Sometimes I will add quotes I see to the list. There’s one painted on a bench across the street: “Amor es el arma mas poderosa” or “Love is the most powerful weapon.”

When we arrived, our mama tica asked us right away if we wanted something to eat. We had ham and cheese sandwiches with lettuce and tomato, and a carbonated drink made from an herb I still don’t know the name of. She took us to Universidad Latina where we would meet for class the next day, and afterwards we went to the mall across the street. Everything was less than 10 minutes away by foot! Our mama tica knew all of the ticos (locals) as we walked around Heredia.  I guess she is a well known teacher in the area because even a student she had 10 years ago stopped her to say hello.

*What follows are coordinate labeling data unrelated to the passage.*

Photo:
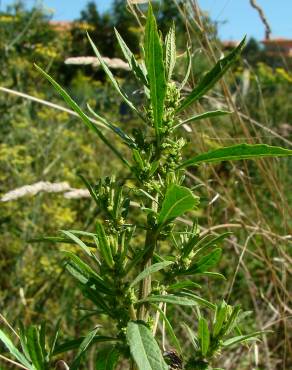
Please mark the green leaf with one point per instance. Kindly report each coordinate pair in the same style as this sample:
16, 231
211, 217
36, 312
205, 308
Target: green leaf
237, 152
198, 117
169, 329
189, 67
103, 245
212, 76
170, 52
54, 338
117, 130
192, 336
150, 270
83, 272
213, 274
133, 64
75, 343
107, 358
73, 105
13, 350
155, 68
184, 284
83, 348
34, 348
77, 241
220, 316
211, 243
205, 262
144, 348
111, 76
198, 300
204, 336
169, 298
177, 201
242, 338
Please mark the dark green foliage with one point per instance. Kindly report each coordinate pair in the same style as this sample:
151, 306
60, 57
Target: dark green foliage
127, 284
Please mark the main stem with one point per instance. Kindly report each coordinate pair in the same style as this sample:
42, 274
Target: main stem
145, 287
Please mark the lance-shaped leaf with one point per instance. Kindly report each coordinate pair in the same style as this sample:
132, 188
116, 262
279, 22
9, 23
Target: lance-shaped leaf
111, 76
189, 67
242, 338
150, 270
13, 350
35, 349
169, 329
212, 76
144, 348
117, 130
107, 359
220, 316
177, 201
205, 262
77, 241
103, 245
129, 56
198, 117
155, 69
169, 298
204, 336
72, 104
83, 348
170, 52
75, 343
237, 152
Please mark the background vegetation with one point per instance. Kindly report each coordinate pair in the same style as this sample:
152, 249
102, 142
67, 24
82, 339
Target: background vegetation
38, 143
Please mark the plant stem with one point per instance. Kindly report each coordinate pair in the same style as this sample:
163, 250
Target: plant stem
145, 287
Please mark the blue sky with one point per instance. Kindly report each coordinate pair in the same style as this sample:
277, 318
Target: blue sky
238, 17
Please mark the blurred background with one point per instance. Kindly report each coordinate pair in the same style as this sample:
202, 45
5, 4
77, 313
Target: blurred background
44, 147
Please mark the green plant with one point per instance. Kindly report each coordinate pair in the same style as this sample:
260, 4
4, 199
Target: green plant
115, 272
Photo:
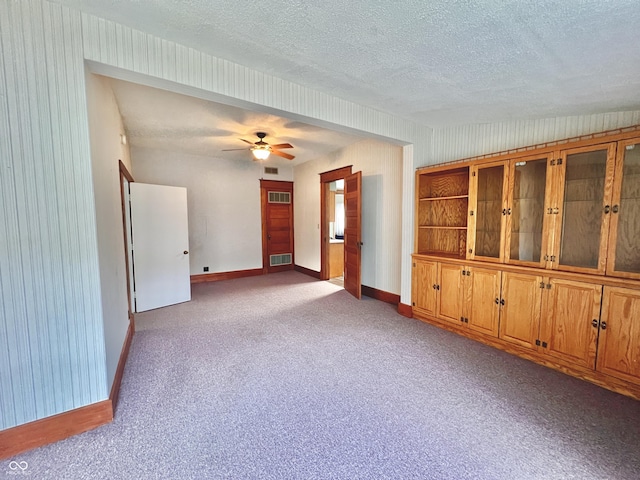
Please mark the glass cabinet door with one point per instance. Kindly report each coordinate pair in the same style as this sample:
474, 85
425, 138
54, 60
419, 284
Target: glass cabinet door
624, 237
488, 212
527, 226
586, 189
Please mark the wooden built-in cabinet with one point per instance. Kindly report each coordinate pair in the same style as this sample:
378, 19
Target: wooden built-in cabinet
442, 205
537, 252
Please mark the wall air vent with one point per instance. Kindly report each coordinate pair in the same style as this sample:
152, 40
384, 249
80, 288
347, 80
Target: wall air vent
279, 197
282, 259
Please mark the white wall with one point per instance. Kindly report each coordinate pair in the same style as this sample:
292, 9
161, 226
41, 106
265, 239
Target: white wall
225, 224
105, 128
52, 346
455, 143
381, 166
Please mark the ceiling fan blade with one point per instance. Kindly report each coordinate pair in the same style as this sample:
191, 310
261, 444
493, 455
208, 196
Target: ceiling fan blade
282, 154
282, 145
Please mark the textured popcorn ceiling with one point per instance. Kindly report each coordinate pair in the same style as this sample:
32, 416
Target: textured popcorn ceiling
171, 121
436, 62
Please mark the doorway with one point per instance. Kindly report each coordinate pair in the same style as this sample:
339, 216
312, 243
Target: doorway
350, 244
277, 225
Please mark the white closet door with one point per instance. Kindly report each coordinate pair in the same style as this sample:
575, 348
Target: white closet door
160, 245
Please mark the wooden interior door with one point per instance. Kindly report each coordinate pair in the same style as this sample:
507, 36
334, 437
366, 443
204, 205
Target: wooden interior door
520, 304
619, 342
570, 308
277, 225
352, 233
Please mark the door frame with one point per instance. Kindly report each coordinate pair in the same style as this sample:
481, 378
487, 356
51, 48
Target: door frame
325, 179
265, 186
126, 213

We came back home to eat even more.  For dinner we had pork chops, rice and beans, and a small salad with tomatoes and cucumber. Sorry Bloomsburg, but campus food can’t even compare to mama tica’s cooking.

The rest of the night was spent relaxing and meeting Cecilia’s grandchildren and neighbors. When I finally went to bed, I fell asleep as soon as I hit the pillow.

Of course, the language barrier is there, but Cecilia is so kind and understanding. She keeps telling us not to be afraid, and that mistakes are meant to be made. I was surprised at how much of her Spanish I was able to understand, but we’ll see how the first day of class goes tomorrow! For now, hasta mañana!